Searchable abstracts of presentations at key conferences in endocrinology
Endocrine Abstracts (2014) 34 P370 | DOI: 10.1530/endoabs.34.P370

SFEBES2014 Poster Presentations Steroids (39 abstracts)

A very late and unusual presentation of congenital adrenal hyperplasia

Ahmad Abou-Saleh , Dennis Barnes & Masud Haq


Maidstone and Tunbridge Wells NHS Trust, Tunbridge Wells, Kent, UK.


A 71-year-old gentleman was referred for investigation of bilateral enlarged adrenals first discovered after presenting with subacute bowel obstruction. A CT scan of his abdomen revealed the left adrenal was 8×5 cm, the right 3 cm. No other abnormalities were detected.

The patient was otherwise well. No other medical history was volunteered. On examination, he was of short stature (height 1.47 m) with a normal pattern of pubic and axillary hair. Blood pressure was 140/86 mmHg. Given his age, metastatic involvement of the adrenals was the primary diagnosis. Initial investigations revealed a low 0900 h cortisol. A subsequent short Synacthen test confirmed hypoadrenalism: baseline cortisol, 149 nmol/l; 30 min, 236 nmol/l; 60 min, 277 nmol/l; ACTH was 36 ng/l (<46; 0900 h). Urinary catecholamines were consistently normal. The patient was commenced on hydrocortisone treatment (15 mg at 0700 h and 10 mg at 1600 h) and proceeded to have further investigations which revealed normal fasting gut hormones, neurone specific enolase, and mIBG scan. He proceeded to have a CT guided adrenal biopsy which demonstrated features consistent with a primary adrenocortical tumour.

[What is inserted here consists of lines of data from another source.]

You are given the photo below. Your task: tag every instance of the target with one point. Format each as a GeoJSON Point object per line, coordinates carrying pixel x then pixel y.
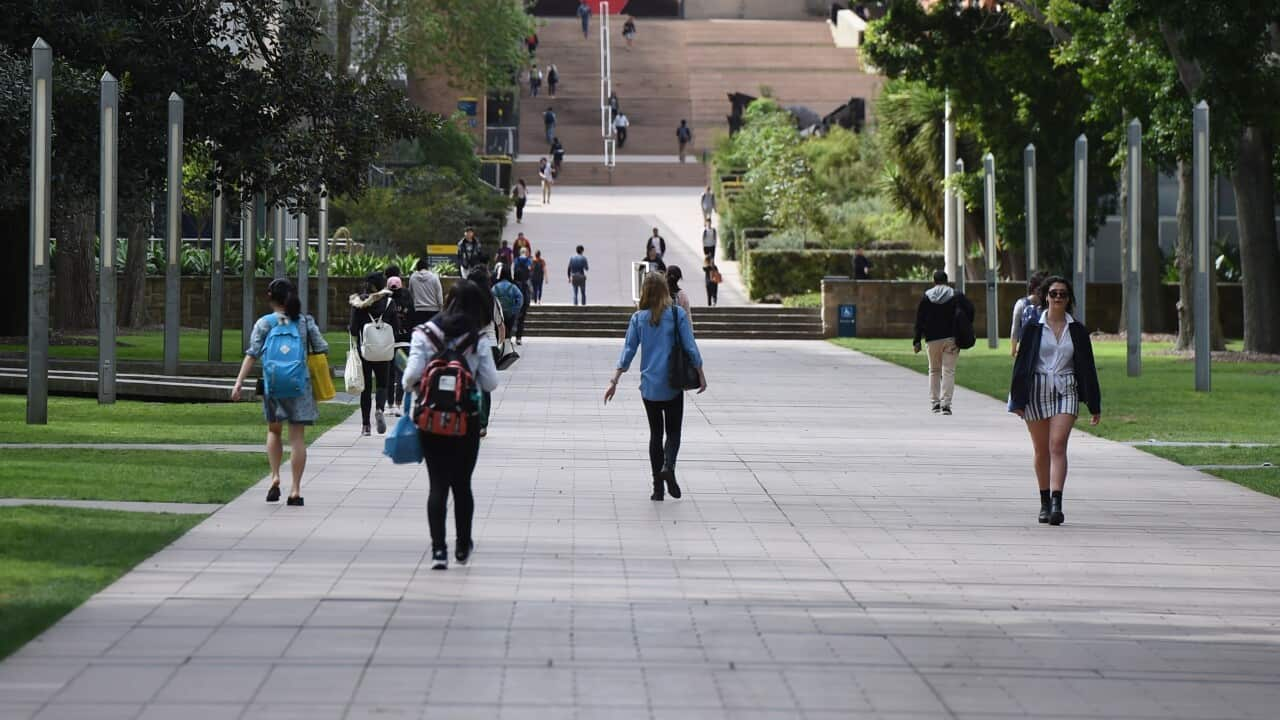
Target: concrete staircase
{"type": "Point", "coordinates": [753, 322]}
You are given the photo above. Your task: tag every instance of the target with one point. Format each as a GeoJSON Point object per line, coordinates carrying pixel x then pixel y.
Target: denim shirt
{"type": "Point", "coordinates": [657, 343]}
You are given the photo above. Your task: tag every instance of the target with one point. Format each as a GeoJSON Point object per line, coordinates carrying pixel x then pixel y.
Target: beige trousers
{"type": "Point", "coordinates": [942, 370]}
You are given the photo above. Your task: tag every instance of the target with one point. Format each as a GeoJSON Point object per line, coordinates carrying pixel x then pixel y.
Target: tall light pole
{"type": "Point", "coordinates": [988, 171]}
{"type": "Point", "coordinates": [1032, 218]}
{"type": "Point", "coordinates": [1080, 219]}
{"type": "Point", "coordinates": [1133, 279]}
{"type": "Point", "coordinates": [37, 306]}
{"type": "Point", "coordinates": [173, 240]}
{"type": "Point", "coordinates": [109, 108]}
{"type": "Point", "coordinates": [1200, 191]}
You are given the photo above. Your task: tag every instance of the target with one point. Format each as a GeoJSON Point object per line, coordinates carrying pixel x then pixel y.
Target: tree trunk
{"type": "Point", "coordinates": [74, 278]}
{"type": "Point", "coordinates": [133, 288]}
{"type": "Point", "coordinates": [1260, 255]}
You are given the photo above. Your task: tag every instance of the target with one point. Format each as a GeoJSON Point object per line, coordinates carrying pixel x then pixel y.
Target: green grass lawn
{"type": "Point", "coordinates": [53, 559]}
{"type": "Point", "coordinates": [192, 346]}
{"type": "Point", "coordinates": [1160, 404]}
{"type": "Point", "coordinates": [82, 419]}
{"type": "Point", "coordinates": [147, 475]}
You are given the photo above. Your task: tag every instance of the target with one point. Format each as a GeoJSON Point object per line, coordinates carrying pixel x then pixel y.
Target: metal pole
{"type": "Point", "coordinates": [1080, 218]}
{"type": "Point", "coordinates": [173, 232]}
{"type": "Point", "coordinates": [949, 220]}
{"type": "Point", "coordinates": [323, 263]}
{"type": "Point", "coordinates": [1032, 219]}
{"type": "Point", "coordinates": [1133, 281]}
{"type": "Point", "coordinates": [1201, 185]}
{"type": "Point", "coordinates": [216, 291]}
{"type": "Point", "coordinates": [958, 210]}
{"type": "Point", "coordinates": [109, 105]}
{"type": "Point", "coordinates": [37, 308]}
{"type": "Point", "coordinates": [248, 250]}
{"type": "Point", "coordinates": [988, 168]}
{"type": "Point", "coordinates": [304, 261]}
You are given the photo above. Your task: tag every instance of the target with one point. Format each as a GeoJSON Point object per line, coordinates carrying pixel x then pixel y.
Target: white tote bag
{"type": "Point", "coordinates": [355, 373]}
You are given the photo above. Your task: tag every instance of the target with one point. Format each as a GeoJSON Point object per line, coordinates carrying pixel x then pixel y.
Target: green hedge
{"type": "Point", "coordinates": [772, 274]}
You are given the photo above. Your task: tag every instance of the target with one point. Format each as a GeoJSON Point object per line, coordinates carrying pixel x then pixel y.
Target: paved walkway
{"type": "Point", "coordinates": [840, 552]}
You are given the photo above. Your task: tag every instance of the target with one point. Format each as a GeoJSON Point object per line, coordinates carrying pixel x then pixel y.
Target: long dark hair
{"type": "Point", "coordinates": [1048, 283]}
{"type": "Point", "coordinates": [467, 309]}
{"type": "Point", "coordinates": [283, 294]}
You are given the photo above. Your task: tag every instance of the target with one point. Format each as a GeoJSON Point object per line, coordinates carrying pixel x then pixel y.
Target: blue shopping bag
{"type": "Point", "coordinates": [402, 443]}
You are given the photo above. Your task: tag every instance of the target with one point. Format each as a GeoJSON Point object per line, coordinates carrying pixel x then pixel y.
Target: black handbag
{"type": "Point", "coordinates": [682, 374]}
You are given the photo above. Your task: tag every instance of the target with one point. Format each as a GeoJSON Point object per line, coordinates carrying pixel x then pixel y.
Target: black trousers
{"type": "Point", "coordinates": [666, 415]}
{"type": "Point", "coordinates": [449, 464]}
{"type": "Point", "coordinates": [375, 384]}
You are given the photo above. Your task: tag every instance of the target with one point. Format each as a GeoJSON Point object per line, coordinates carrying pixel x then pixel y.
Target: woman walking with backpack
{"type": "Point", "coordinates": [373, 335]}
{"type": "Point", "coordinates": [287, 395]}
{"type": "Point", "coordinates": [451, 450]}
{"type": "Point", "coordinates": [1054, 373]}
{"type": "Point", "coordinates": [654, 328]}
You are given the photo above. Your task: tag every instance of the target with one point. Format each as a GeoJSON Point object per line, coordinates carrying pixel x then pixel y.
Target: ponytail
{"type": "Point", "coordinates": [283, 294]}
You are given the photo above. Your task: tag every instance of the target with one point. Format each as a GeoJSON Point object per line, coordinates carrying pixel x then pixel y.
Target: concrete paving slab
{"type": "Point", "coordinates": [839, 552]}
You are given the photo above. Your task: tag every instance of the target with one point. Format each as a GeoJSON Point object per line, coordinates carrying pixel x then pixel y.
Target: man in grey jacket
{"type": "Point", "coordinates": [428, 295]}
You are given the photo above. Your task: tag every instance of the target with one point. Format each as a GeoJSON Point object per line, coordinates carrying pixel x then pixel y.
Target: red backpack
{"type": "Point", "coordinates": [447, 396]}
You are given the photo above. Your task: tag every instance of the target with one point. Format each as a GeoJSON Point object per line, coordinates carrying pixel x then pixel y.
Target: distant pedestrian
{"type": "Point", "coordinates": [428, 295]}
{"type": "Point", "coordinates": [520, 194]}
{"type": "Point", "coordinates": [862, 265]}
{"type": "Point", "coordinates": [656, 242]}
{"type": "Point", "coordinates": [620, 128]}
{"type": "Point", "coordinates": [552, 78]}
{"type": "Point", "coordinates": [713, 279]}
{"type": "Point", "coordinates": [547, 178]}
{"type": "Point", "coordinates": [629, 31]}
{"type": "Point", "coordinates": [538, 276]}
{"type": "Point", "coordinates": [451, 460]}
{"type": "Point", "coordinates": [1054, 373]}
{"type": "Point", "coordinates": [654, 328]}
{"type": "Point", "coordinates": [1025, 311]}
{"type": "Point", "coordinates": [673, 276]}
{"type": "Point", "coordinates": [284, 333]}
{"type": "Point", "coordinates": [936, 323]}
{"type": "Point", "coordinates": [373, 329]}
{"type": "Point", "coordinates": [584, 14]}
{"type": "Point", "coordinates": [709, 238]}
{"type": "Point", "coordinates": [577, 268]}
{"type": "Point", "coordinates": [684, 136]}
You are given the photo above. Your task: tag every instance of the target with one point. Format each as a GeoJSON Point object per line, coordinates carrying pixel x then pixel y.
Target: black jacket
{"type": "Point", "coordinates": [1086, 369]}
{"type": "Point", "coordinates": [937, 320]}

On further review, the patient had been treated for hypospadias as a teenager. He reported good libido, but suffered with erectile dysfunction and had never fathered a child. Examination of his external genitalia revealed an underdeveloped penis but no palpable testes. Gonadotrophins were elevated (LH 25.2 IU/l, FSH 32.4 IU/l), 0900 h testosterone was 13.2 nmol, but 17-hydroxyprogesterone was significantly elevated at 37.6. Renin activity was normal. His karyotype was 46XX consistent with late onset congenital adrenal hyperplasia (CAH). His bilateral adrenals were therefore consistent with hyperplasia of adrenal rest cells. The patient responded favourably to steroid replacement but was not informed of his karyoptype as he was happily married for 50 years.

This case illustrates a very unusual late presentation of CAH.